Second of all, there were some news reports in the last month or two about Ericsson’s market share at one of the Chinese telcos going up significantly. I realize you can’t talk about specific customers, but wondered if you could just talk about the broader situation in markets like China and how you feel about your competitive positioning and opportunities?

Carl MellanderSenior Vice President & Chief Financial Officer & Head of Group Function, Finance, and Common Functions

Should I take cash flow first? So, if we break a bit that’s — and you’re right to say that the majority of the improvement there comes from the improved profit as such. But, if we look at working capital, and — given the high business activity we have, we see some buildup in the quarter of inventory. And that’s followed to some extent by payables as well, because it goes together often with inventory buildup as well, because it’s sourced obviously from third parties, to a large extent.

But what a good part here in working capital also was accounts receivable, which came down following good collections in the quarter. So, I think that pretty much summarizes the most important points there. And that generated an — as Börje said before, it’s positive cash flow of SEK 2.2 billion, which we haven’t really seen in a second quarter for a long time. And also, looking at year-to-date, we are SEK 5.7 billion better than 2018.

Peter NyquistVice President & Head of Investor Relations

Okay. Then, market share?

Börje EkholmPresident & Chief Executive Officer

Market share — it is — so far, in China, we’re very early in the 5G cycle. So, it’s a little bit too early to have a firm view. What we are clearly aiming for is that we would be — have a stronger market share in 5G than in 4G, and we have invested for that and conducted trials for that. But we will have to see and make sure that we’re competitive to see that we end up there. We will know a lot more in the next few months, and then we can talk more about it. But that’s where we are right now.

Alexander DuvalGoldman Sachs Group, Inc. — Analyst

That’s great, and maybe just [crosstalk]

Börje EkholmPresident & Chief Executive Officer

[Crosstalk] — also say we are — we have — it’s always a bit hard to know exactly what the microdata will show once it comes. So, we will see that. But we believe that we have a very competitive offering and that we are gaining market share in several geographies.
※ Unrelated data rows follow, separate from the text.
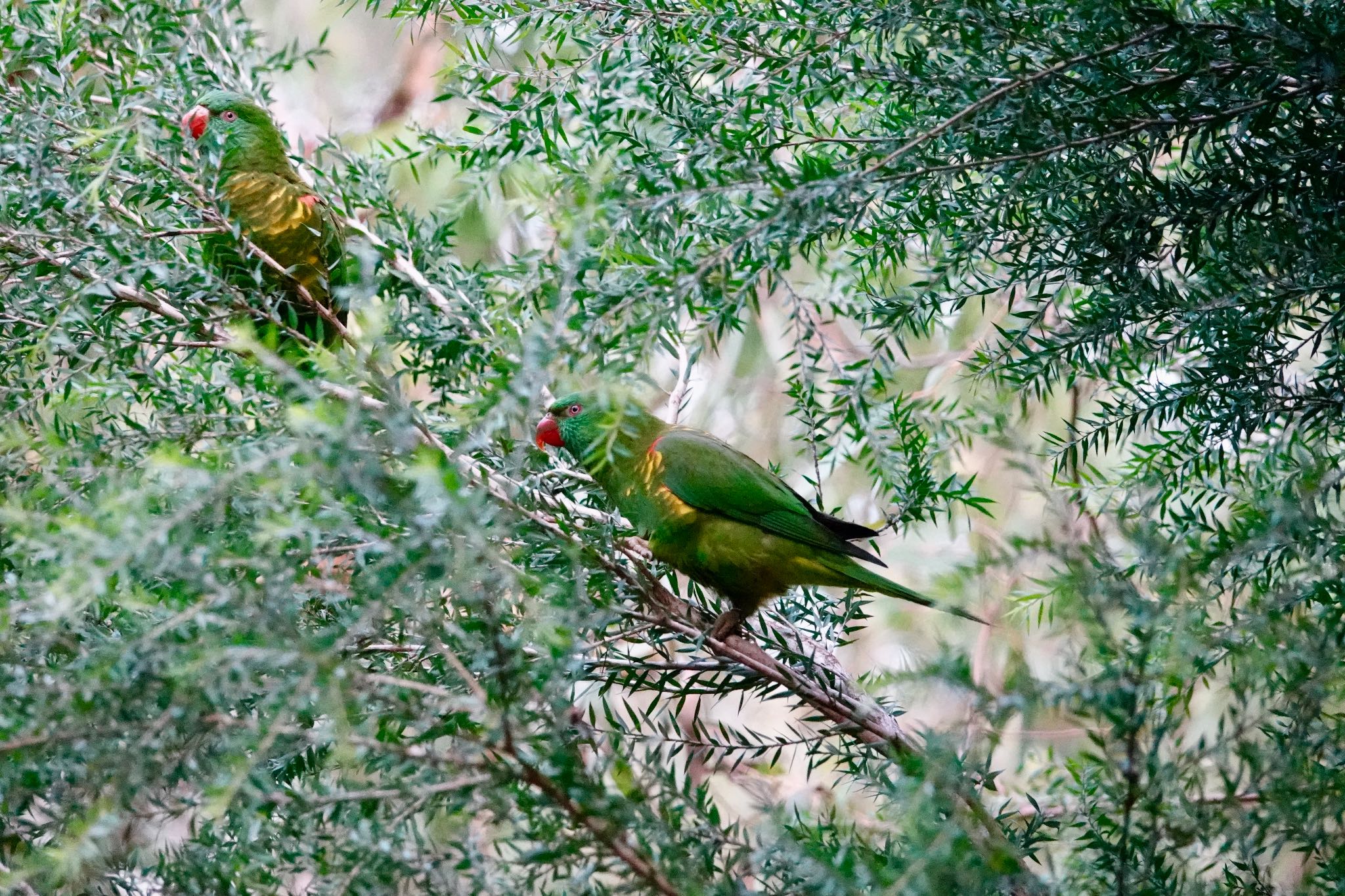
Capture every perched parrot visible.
[181,90,345,345]
[537,394,983,637]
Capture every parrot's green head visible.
[181,90,289,171]
[537,389,662,463]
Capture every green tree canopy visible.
[0,0,1345,896]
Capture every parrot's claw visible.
[709,610,742,641]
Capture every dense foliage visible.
[0,0,1345,896]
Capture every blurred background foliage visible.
[0,0,1345,896]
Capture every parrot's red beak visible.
[181,106,209,140]
[537,414,565,449]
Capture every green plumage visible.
[538,395,979,634]
[185,90,347,345]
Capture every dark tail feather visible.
[829,557,990,626]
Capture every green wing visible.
[651,429,882,563]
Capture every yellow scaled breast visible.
[225,173,321,238]
[625,447,697,521]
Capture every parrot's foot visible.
[709,610,744,641]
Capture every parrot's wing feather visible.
[650,429,881,563]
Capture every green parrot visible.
[181,90,345,347]
[537,394,983,637]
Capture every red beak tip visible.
[537,416,565,450]
[181,106,209,140]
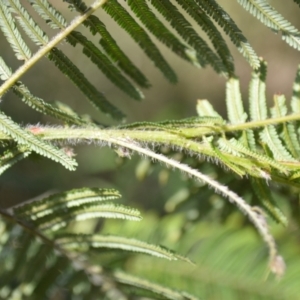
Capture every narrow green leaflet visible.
[0,112,77,171]
[291,65,300,114]
[0,146,31,175]
[128,0,199,66]
[176,0,234,76]
[195,0,260,69]
[13,82,87,125]
[0,1,31,60]
[55,234,187,260]
[67,31,144,100]
[48,48,124,119]
[14,188,121,217]
[21,202,141,231]
[151,0,226,74]
[103,0,177,83]
[68,0,151,88]
[226,78,247,124]
[238,0,300,50]
[251,178,288,226]
[249,61,295,161]
[271,95,300,160]
[29,0,68,29]
[9,0,49,46]
[113,271,200,300]
[0,56,12,80]
[196,99,222,119]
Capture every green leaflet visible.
[14,188,141,231]
[13,82,87,126]
[226,78,247,124]
[0,56,12,80]
[0,1,31,61]
[14,188,121,217]
[67,31,144,100]
[29,0,67,29]
[251,178,288,226]
[196,0,260,69]
[238,0,300,50]
[196,99,222,118]
[271,95,300,160]
[55,234,187,261]
[0,146,31,175]
[16,199,141,231]
[128,0,199,66]
[7,0,124,119]
[68,0,151,88]
[31,0,143,100]
[48,48,124,119]
[0,112,77,170]
[249,62,295,161]
[9,0,49,46]
[291,65,300,114]
[151,0,226,73]
[113,271,199,300]
[103,0,177,83]
[176,0,234,76]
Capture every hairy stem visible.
[0,0,107,96]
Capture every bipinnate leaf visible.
[55,234,188,261]
[0,112,77,170]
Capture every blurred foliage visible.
[0,0,300,300]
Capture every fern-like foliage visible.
[0,188,197,299]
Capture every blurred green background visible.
[0,0,300,208]
[0,0,300,299]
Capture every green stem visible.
[0,0,107,96]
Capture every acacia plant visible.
[0,0,300,300]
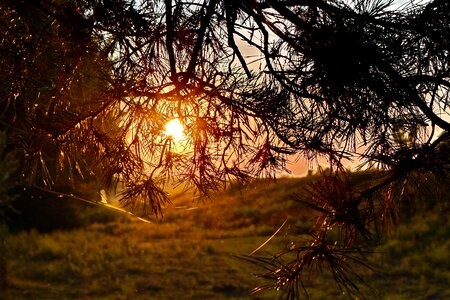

Alexander DuvalGoldman Sachs Group, Inc. — Analyst

Many thanks.

Peter NyquistVice President & Head of Investor Relations

Okay, .

Alexander DuvalGoldman Sachs Group, Inc. — Analyst

That’s great. Many thanks.

Operator

Okay, we’re now over to the line of Sandeep Deshpande at JP Morgan. Please go ahead. Your line is open.

Peter NyquistVice President & Head of Investor Relations

[Crosstalk]

Sandeep DeshpandeJP Morgan Chase & Co. — Analyst

[Crosstalk] Yeah, thanks for letting me on. I have a question on 5G. How do you think rolling out the 5G is going to be different from the 4G rollout? Because initially, as you’ve said, it was being used as a capacity addition in terms of technology in a few areas. But is this going to become a mainstream coverage technology and — at some point? And does this rollout continue for a multiple quarter, or multiple year, period, particularly in some of these early markets like the United States, Korea, Japan, etc.? Or is this going to be a point technology?

Börje EkholmPresident & Chief Executive Officer

We actually ultimately think all frequency bands will be 5G enabled, which means all operators want to leverage their full spectrum portfolio, and the full — and the full coverage. And that’s what ultimately going to provide the long-term value of 5G. So, even when you talk about the factor connectivity, it’s very interesting that, when we talk to industrial companies, yes they’re interested in the indoor coverage and providing that in an undisturbed — and with a very high degree of reliability. But they’re equally interested in having it connected to the outside world. So, yes, I do think there are going to be initial deployments that are call it point treatment of where you’ve been if it’s 5G characteristics. But ultimately, it’s going to be connected to a broader macro network as well.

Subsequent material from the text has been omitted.